Now our internet is under full control of the US government and it’s whim for censorship with the recent pass of the law allowing the removal of DNS records for any website they see fit. You cannot without a reasonable amount of doubt believe that this law was “planned” to be passed just a few days prior to Wikileaks well broadcasted release date of damaging documents?

You know how it starts, remove the freedoms using fear of “insert era-specific terror or threat here” and justify removal of privacy rights. Spy, tap, fib on our neighbor. There is another state that was brought into existence in just this manner. And the “measures taken to be able to deal with the threat on domestic soil” is always misused.

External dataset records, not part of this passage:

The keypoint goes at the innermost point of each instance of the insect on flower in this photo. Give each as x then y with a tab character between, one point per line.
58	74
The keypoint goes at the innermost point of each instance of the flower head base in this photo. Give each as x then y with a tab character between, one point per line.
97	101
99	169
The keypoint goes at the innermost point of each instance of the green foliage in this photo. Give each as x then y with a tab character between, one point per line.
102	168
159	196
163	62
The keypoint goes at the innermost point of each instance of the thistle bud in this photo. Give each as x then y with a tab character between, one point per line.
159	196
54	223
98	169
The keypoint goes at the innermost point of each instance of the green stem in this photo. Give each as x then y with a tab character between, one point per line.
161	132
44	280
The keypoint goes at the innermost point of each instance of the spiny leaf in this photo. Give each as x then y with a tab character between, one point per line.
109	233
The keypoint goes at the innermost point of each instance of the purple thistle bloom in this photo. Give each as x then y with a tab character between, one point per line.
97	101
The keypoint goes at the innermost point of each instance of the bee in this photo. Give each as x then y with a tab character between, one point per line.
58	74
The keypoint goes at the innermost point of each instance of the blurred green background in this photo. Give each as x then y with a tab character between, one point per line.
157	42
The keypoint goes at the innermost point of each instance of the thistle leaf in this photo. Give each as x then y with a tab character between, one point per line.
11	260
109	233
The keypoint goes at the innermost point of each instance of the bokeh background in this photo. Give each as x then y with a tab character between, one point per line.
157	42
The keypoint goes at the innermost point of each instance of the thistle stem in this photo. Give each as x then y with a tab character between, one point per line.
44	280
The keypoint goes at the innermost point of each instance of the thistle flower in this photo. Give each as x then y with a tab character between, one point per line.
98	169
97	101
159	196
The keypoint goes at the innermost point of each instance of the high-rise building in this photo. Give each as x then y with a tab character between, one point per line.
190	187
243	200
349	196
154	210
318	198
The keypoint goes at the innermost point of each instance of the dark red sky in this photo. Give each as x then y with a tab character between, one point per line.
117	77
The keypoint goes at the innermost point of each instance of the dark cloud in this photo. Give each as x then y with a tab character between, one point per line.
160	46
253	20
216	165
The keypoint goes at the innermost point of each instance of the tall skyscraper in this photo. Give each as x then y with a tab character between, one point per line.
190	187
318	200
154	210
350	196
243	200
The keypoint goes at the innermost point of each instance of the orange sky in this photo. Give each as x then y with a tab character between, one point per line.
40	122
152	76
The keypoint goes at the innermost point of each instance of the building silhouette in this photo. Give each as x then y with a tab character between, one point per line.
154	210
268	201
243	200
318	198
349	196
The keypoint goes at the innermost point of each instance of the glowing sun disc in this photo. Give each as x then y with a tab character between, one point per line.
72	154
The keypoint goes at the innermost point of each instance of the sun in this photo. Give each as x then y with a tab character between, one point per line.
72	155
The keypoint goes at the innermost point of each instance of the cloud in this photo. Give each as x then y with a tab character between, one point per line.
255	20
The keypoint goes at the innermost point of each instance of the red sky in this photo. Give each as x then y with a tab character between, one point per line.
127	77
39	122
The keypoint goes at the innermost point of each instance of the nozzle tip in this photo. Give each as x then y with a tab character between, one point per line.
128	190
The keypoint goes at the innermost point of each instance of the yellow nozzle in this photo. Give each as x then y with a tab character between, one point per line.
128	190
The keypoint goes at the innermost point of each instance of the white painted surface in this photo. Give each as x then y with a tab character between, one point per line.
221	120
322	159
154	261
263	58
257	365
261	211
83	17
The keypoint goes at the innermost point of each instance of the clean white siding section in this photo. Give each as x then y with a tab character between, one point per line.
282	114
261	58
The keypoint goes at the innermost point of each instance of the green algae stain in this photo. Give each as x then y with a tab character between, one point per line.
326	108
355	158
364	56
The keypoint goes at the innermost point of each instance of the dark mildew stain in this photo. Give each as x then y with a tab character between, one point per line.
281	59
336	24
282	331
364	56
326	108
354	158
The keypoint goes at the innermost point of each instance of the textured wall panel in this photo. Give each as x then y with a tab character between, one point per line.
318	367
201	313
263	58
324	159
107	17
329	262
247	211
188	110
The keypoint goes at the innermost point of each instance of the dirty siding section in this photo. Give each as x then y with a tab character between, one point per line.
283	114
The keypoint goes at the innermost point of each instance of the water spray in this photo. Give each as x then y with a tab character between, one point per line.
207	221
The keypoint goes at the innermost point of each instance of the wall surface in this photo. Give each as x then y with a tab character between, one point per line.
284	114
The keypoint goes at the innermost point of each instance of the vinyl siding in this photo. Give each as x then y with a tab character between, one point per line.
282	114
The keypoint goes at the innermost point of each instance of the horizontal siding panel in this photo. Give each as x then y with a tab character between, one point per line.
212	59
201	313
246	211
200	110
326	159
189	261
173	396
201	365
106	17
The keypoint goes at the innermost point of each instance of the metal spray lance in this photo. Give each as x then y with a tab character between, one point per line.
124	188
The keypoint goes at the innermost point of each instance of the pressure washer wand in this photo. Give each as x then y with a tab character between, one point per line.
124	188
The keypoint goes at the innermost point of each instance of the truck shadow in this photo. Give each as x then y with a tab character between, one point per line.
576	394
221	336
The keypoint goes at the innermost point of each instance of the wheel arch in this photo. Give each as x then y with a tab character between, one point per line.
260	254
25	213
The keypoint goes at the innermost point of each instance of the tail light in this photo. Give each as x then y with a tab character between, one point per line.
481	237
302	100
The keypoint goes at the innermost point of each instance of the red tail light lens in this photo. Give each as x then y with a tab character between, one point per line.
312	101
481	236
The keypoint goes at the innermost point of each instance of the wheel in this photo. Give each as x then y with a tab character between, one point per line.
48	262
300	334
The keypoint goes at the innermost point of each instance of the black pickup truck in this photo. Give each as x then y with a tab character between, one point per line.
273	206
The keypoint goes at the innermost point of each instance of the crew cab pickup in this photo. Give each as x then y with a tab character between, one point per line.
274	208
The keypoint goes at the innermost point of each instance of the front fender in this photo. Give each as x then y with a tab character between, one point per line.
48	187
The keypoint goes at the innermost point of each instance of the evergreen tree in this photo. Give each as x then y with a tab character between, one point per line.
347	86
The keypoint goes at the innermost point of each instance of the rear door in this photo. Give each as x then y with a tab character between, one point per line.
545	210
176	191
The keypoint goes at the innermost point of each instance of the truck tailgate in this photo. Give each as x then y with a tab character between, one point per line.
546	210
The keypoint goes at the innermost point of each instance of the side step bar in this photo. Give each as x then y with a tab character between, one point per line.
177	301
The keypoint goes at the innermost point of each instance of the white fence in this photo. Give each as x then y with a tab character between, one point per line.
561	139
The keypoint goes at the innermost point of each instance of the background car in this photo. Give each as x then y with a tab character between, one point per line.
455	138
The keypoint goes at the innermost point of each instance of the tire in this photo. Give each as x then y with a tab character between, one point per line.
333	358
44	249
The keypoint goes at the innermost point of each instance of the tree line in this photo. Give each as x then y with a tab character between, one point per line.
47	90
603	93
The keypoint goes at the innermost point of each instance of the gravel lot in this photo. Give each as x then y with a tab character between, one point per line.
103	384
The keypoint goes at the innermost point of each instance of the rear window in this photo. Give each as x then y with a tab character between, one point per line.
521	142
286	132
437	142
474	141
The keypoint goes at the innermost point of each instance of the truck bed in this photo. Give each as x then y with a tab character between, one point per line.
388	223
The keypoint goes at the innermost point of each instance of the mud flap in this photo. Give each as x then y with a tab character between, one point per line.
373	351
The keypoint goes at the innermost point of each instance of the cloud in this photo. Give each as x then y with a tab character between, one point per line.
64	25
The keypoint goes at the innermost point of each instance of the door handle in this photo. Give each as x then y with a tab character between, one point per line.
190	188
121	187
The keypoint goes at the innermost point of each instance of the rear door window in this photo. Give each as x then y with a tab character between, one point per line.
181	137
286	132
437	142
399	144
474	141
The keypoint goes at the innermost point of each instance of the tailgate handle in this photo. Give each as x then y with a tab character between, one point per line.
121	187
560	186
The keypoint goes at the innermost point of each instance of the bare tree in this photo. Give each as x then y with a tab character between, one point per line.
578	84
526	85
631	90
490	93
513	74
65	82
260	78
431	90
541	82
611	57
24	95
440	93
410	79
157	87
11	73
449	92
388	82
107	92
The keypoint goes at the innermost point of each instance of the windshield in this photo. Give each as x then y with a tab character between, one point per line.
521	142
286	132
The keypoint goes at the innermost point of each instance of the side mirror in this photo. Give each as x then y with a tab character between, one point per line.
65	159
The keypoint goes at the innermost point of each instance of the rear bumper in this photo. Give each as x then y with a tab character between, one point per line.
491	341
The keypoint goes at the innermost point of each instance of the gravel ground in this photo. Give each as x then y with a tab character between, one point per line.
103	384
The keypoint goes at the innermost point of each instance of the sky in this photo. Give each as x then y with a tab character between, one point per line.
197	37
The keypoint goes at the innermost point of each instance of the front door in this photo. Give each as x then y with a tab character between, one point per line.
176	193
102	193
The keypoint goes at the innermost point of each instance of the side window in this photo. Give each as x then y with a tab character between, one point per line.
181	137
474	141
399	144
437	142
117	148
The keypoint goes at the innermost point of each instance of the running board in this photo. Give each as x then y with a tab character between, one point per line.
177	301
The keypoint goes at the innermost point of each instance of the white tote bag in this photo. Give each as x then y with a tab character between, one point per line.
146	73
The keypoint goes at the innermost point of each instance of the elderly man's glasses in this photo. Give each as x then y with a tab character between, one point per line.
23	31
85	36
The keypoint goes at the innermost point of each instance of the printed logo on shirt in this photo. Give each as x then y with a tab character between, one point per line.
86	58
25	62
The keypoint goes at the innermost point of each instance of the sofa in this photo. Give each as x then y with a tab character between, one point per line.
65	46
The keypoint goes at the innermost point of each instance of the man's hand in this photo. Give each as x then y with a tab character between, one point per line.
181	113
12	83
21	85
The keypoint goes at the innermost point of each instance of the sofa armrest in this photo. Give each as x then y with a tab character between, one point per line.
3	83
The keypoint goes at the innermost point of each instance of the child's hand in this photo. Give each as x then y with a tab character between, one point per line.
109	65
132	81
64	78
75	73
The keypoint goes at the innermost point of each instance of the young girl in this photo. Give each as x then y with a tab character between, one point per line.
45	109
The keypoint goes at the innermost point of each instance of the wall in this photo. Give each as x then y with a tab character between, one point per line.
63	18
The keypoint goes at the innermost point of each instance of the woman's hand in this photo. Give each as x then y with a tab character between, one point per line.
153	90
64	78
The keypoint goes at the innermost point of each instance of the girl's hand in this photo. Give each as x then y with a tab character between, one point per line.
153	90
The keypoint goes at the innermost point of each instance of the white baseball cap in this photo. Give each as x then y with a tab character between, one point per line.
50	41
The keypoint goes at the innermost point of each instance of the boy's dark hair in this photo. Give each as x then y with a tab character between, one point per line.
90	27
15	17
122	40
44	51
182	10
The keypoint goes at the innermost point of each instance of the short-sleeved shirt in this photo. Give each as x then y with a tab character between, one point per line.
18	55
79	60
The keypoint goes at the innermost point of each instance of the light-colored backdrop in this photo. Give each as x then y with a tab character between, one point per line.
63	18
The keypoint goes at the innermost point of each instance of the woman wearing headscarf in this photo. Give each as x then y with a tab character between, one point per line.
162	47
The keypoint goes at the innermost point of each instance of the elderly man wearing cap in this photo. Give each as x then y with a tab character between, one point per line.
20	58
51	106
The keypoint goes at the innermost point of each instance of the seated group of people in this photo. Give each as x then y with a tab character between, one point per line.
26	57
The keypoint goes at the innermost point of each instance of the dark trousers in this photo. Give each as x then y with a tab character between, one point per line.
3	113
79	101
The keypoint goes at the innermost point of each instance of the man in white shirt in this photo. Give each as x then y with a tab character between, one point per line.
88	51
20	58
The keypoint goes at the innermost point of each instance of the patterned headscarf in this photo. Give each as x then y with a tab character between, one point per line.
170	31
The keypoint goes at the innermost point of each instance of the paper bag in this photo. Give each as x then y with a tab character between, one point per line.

Seriously, there’s no tinfoil hat talk here. This is history. This is well documented tactics that governments use to control. We need to be very careful we do not become what we despise.

Apparently about half of the wikileaks information is unclassifed, most of the rest is ‘confidential’, a small amount is ‘secret’ and none of it is ‘top secret’. There was a report recently on CBC saying that hundreds of thousands of Americans, both in government and in the private sector, have access to ‘secret’ and above. I wouldn’t be surprised if quite a few of them are low level people (eg ‘privates’).

I don’t recall reading any news reports that suggest that the information in question reveals anything that would compromise our forces in Afghanistan; even leaving aside that our military is apparently more secretive than the US and UK forces.

By my reading of the evolving story the leaks seem to mostly cause embarrassment to some politicians and provide insights about how the US views many other countries, including its friends.